In any event, one of the most important attributes of the Obama Administration’s “certain circumstances” approach to executive power, is that OLC determined that the President could not grant deferred action to the parents of DACA beneficiaries, as this was far too attenuated from Congressional policy. It would have effectively stacked deferred action on top of deferred action, without any familial relation to a U.S. Citizen. This was a bridge too far for OLC.

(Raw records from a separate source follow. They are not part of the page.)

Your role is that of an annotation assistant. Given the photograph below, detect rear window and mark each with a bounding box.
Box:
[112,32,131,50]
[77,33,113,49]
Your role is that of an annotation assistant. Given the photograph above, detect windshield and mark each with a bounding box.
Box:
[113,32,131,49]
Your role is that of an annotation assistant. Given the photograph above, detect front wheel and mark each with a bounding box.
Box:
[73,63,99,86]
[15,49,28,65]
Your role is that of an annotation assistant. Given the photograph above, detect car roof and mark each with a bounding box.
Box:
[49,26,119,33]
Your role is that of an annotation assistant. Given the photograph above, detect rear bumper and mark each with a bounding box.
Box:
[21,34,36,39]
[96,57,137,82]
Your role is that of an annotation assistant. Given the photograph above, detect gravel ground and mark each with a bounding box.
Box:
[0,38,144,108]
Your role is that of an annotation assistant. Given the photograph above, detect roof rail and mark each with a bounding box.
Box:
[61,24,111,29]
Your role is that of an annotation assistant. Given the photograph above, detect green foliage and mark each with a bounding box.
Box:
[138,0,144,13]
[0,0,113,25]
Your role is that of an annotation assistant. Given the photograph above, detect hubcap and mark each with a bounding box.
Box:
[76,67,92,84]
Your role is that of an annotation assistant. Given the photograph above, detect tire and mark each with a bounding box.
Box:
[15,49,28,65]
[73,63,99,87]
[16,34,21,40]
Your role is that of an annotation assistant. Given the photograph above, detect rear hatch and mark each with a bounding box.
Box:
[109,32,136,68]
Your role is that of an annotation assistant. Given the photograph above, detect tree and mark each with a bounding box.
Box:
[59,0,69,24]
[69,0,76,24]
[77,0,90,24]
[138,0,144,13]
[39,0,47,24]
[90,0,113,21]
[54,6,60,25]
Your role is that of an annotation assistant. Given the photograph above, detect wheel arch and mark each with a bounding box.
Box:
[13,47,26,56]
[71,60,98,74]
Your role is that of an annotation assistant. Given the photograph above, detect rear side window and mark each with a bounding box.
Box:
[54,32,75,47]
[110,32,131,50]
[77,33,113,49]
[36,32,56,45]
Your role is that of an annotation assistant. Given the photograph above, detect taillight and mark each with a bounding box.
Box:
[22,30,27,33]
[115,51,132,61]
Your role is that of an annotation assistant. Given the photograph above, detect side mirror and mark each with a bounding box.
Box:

However, this conclusion was not accepted by the immigration professoriate. In a Nov. 3 letter to the President–on the eve of the announcement of DAPA–law professors Hiroshi Motomura, Shoba Sivaprasad Wadhia, Stephen Legomsky, and Michael Olivas wrote that “there is no legal requirement that the executive branch limit deferred action or any other exercise of prosecutorial discretion to individuals whose dependents are lawfully present in the United States.” Under the professors’ views, it was irrelevant if the individual had immediate family members—let alone dependents—who were citizens of LPRs. The professors explained quite candidly that “any other criteria for deferred action or other exercises of prosecutorial discretion—are policy choices, not legal constraints.” Based on this reasoning, any group of aliens the President determines warrant humanitarian relief, could be afforded deferred action. Therefore, Congress and the INA impose absolutely no constraints on the prosecutorial discretion of the President, so long as the President does not entirely stop deportations.
OLC flatly rejected this reasoning. Even for President Obama—no shrinking violet to testing the bounds of executive power—immigration policy would be changed inside, not outside the law.
“Immigration Outside the Law” is the title of Hiroshi Motomura’s magisterial tome. In an essay for the Washburn Law Journal’s sympoisum on Motomura Foulston Siefkin’s lecture, I discuss “Immigration Inside the Law.” Here is the abstract:
To many scholars, paradoxically, practical immigration law has little to do with actual immigration law. Professor Hiroshi Motomura, a leading immigration law professor, admits quite candidly that the “traditional distinction between Congress’s authority to make law and the President’s authority to enforce law—always a very imprecise line to begin with—has little practical meaning” for immigration enforcement. It is no coincidence that Motomura’s magisterial tome is titled Immigration Outside—not inside—The Law.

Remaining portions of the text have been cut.